最近注目の「牛のげっぷ」対策から「フードロス」まで。日本が世界に提案する戦略をまとめました

「食」の持続可能性をどう守るか。農林水産省が5月にまとめた「みどりの食料システム戦略」は、秋の国連サミットで提唱される予定です。

自然災害や地球温暖化、生産者の減少といった課題があるなか、「食」の持続可能性をどう守っていくのか――。農林水産省は5月、一つの答えとして、「みどりの食料システム戦略」をまとめました。2021年9月にニューヨークで初めて開かれる「国連食料システムサミット」で提唱し、世界のルールづくりに参画する狙いもあります。どんな戦略なのか、中身を見てみましょう。

牛舎につながれた乳牛(北海道)
牛舎につながれた乳牛(北海道)
時事

「生産力向上」と「持続性」の両立目指す

一言でいうと、国内の農林水産業において「2050年までに二酸化炭素(CO2)排出ゼロ」を目指しながら、技術革新によって農林水産業の「生産力向上」と「持続性」の両立を目指す中長期的な戦略です。

農水省によると、世界の温室効果ガスの排出量(2010年)は490億トン(CO2換算)。このうち農業(畜産含む)と林業による排出が4分の1を占めています。

一方、日本の温室効果ガスの排出量は12億トンあまり(2019年度)で、このうち農林水産分野の排出は3.9%にとどまります。とはいえ、日本では100年で平均気温が1.26度上昇したほか、台風や洪水など災害が絶えず、気候変動による農林水産業への影響は大きくなっています。

課題は環境だけではありません。

国内では農業離れが進み、農業従事者は1995年の256万人から、2019年は140万人に減少。平均年齢は59.6歳から66.8歳に上がっています。

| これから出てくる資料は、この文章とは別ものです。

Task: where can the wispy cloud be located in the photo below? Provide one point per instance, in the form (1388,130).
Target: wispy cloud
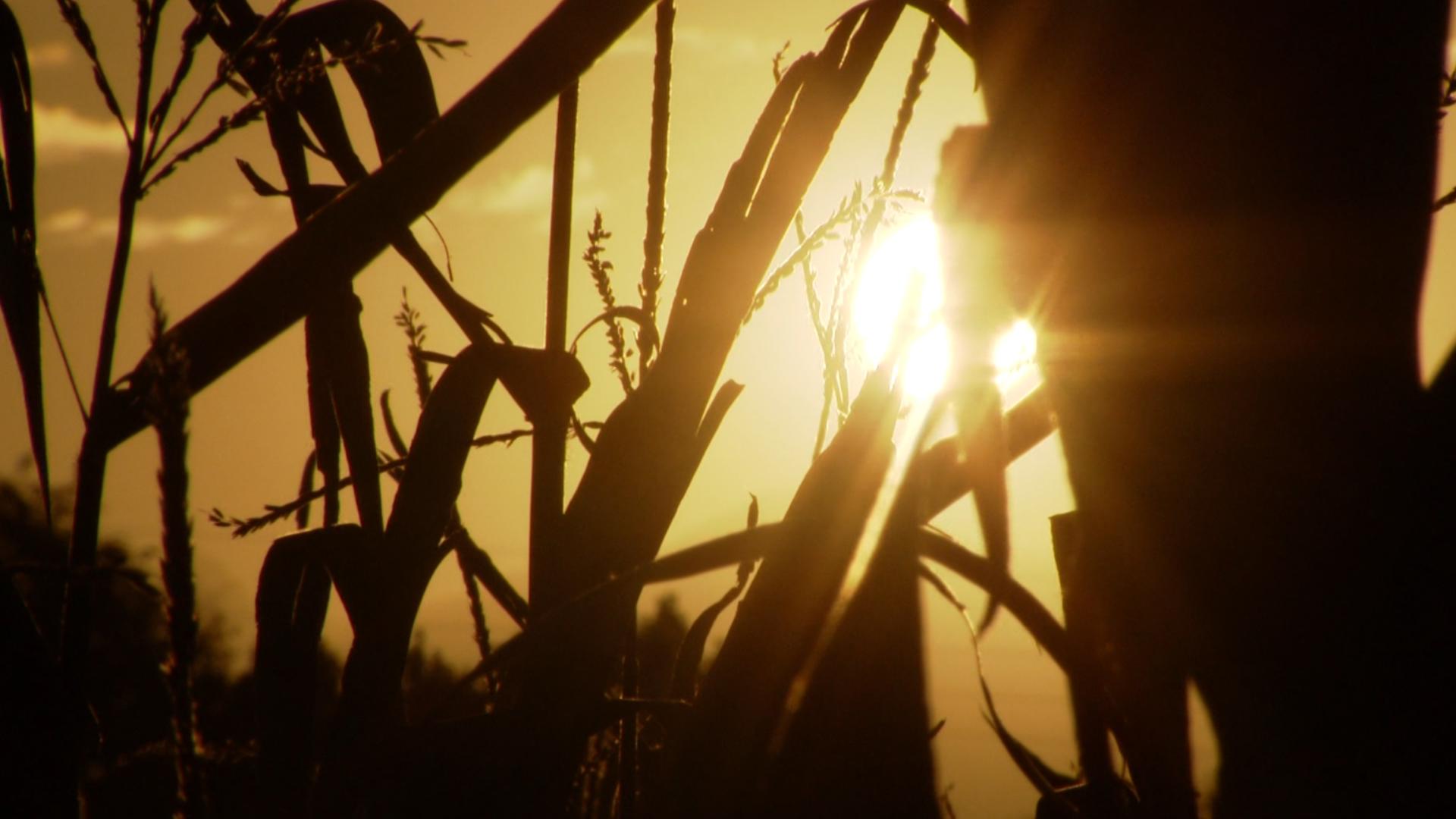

食糧のサプライチェーンも世界のコロナ禍によって混乱しました。2020年3~11月には19カ国が穀物などの輸出を制限。食料生産を支える肥料の原料も、日本はほとんどを輸入に頼っているのが現状で、食料自給率の重要性はコロナ前より高まっています。

稲刈りをする生産者(山形県)
稲刈りをする生産者(山形県)
時事

ヒアリング22回重ねて戦略を策定

こうした問題を踏まえ、農水省が生産者や食品会社などから22回に及ぶヒアリングを重ね、2021年5月にまとめ上げたのが「みどりの食料システム戦略」です。

以下に、戦略に盛り込まれた2030年までの目標と、2050年までの目標を挙げます。

【2030年(度)までの目標】
▽事業系食品ロスを2000年度比で半減させる
▽食品製造業の労働生産性を最低3割向上
▽食品企業における持続可能性に配慮した輸入原材料調達
▽漁獲量を2010年と同程度(444万トン)まで回復させる

【2050年までの目標】
▽日本の農林水産業において二酸化炭素(CO2)排出ゼロ
▽化学農薬の使用量(リスク換算)を50%低減
▽輸入原料や化石燃料を原料とした化学肥料の使用量を30%低減
▽耕地面積に占める有機農業の取り組み面積の割合を25%(100万ha)に拡大
▽優れた性質を持つエリートツリーなどを林業用苗木の9割以上に拡大
▽ニホンウナギ、クロマグロなどの養殖で人工種苗比率100%

各段階の取り組みは

農水省としては、企業や生産者に対する補助金を拡充することで、目標達成を促す考えです。「食料システム」の各段階における主な取り組みは以下の通りです。

【調達】
・地産地消型エネルギーシステムの構築
・食品残渣・汚泥などからの肥料成分の回収・活用
・新たなたんぱく資源(昆虫など)の利用拡大

【生産】
・スマート技術によるピンポイント農薬散布
・環境改善に効果のあるバイオ炭の農地投入技術
・海藻類によるCO2の固定化(ブルーカーボン)の推進

【加工・流通】
・電子タグ(RFID)などの技術を活用した商品・物流情報のデータ連携
・需給予測システム、マッチングによる食品ロスの削減

【消費】
・商品の「外見重視」の見直しなど、持続性を重視した消費の拡大
・国産品に対する評価向上を通じた輸出の拡大

農水省がまとめた「みどりの食料システム戦略」
農水省がまとめた「みどりの食料システム戦略」
農水省

「牛のげっぷ」対策は

最近注目されている牛のげっぷに含まれるメタンなど、畜産業における環境負荷については、どのような取り組みを推進するのでしょうか。戦略には2050年までの工程とともに、以下のような技術開発が盛り込まれています。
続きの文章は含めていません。